Chen Li, Xue Qing-Song, Xue Qi-Hao
School of Chemistry and Molecular Engineering, East China Normal University, Shanghai Key Laboratory of Green Chemistry and Chemical Processes, Shanghai 200062, China.
Shanghai Yichuan Senior High School.
Zhongguo Zhen Jiu. 2022 Aug 12;42(8):884-8. doi: 10.13703/j.0255-2930.20210613-k0001.
To systematically investigate the changes rule of volatile oil and its main components released from moxa sticks under different headspace temperatures and combustion conditions, so as to guide the clinical rational selection of the temperature for moxa sticks.
Using the headspace gas chromatography-mass spectrometry (HS-GCMS) technique, the released gas from moxa sticks was collected at the headspace temperature (from room temperature [25 ℃] to 190 ℃) and during combustion. One mL of the gas was injected into 6890/5973N gas chromatography-mass spectrometry (GCMS). The release rates of volatile components of moxa sticks were calculated by total ion chromatography (TIC) and butanone internal standard method. The volatile components of moxa sticks were qualitatively analyzed by analyzing the mass spectra of each volatile component and matching the Nist 14 standard mass spectrometry library. By comparing and analyzing the peak intensity changes rule of 1,8-cineole and its main harmful components (benzene, toluene and phenol) under different headspace temperatures and combustion conditions, the optimal temperature for clinical use of moxa sticks was found.
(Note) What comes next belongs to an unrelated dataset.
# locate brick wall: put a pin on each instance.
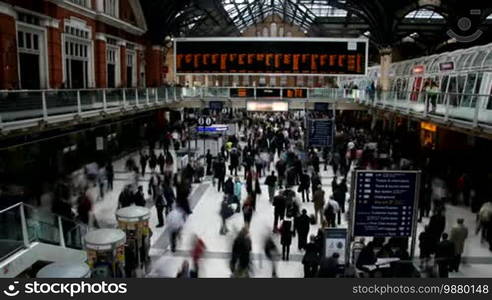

At room temperature and 50 ℃, the release rate of volatile components from moxa sticks was very low, and it showed a significant increase trend with the increase of temperature. When the headspace temperature was 190 ℃, the release rate of volatile components from moxa sticks reached 0.864 2%, which was 2 161 times as same as that at room temperature. After combustion, it dropped sharply to 0.027 9%, which was 96.8% lower than that at the headspace temperature of 190 ℃. When the headspace temperature was 125 ℃ and 150 ℃, the content of 1,8-cineole, a typical beneficial component in the volatile components of moxa sticks, was the highest. When the headspace temperature was higher than 150 ℃, its content showed a significant downward trend. Under combustion conditions, a large number of harmful substances, such as benzene, toluene and phenol, were detected.
The combustion condition is not conducive to the efficient utilization of the volatile oil of moxa sticks. Temperature of 125-150 ℃ is the best for releasing the volatile components of moxa sticks, which is not only conducive to the release of the beneficial volatile components of moxa sticks, but also can greatly inhibit the production of harmful components.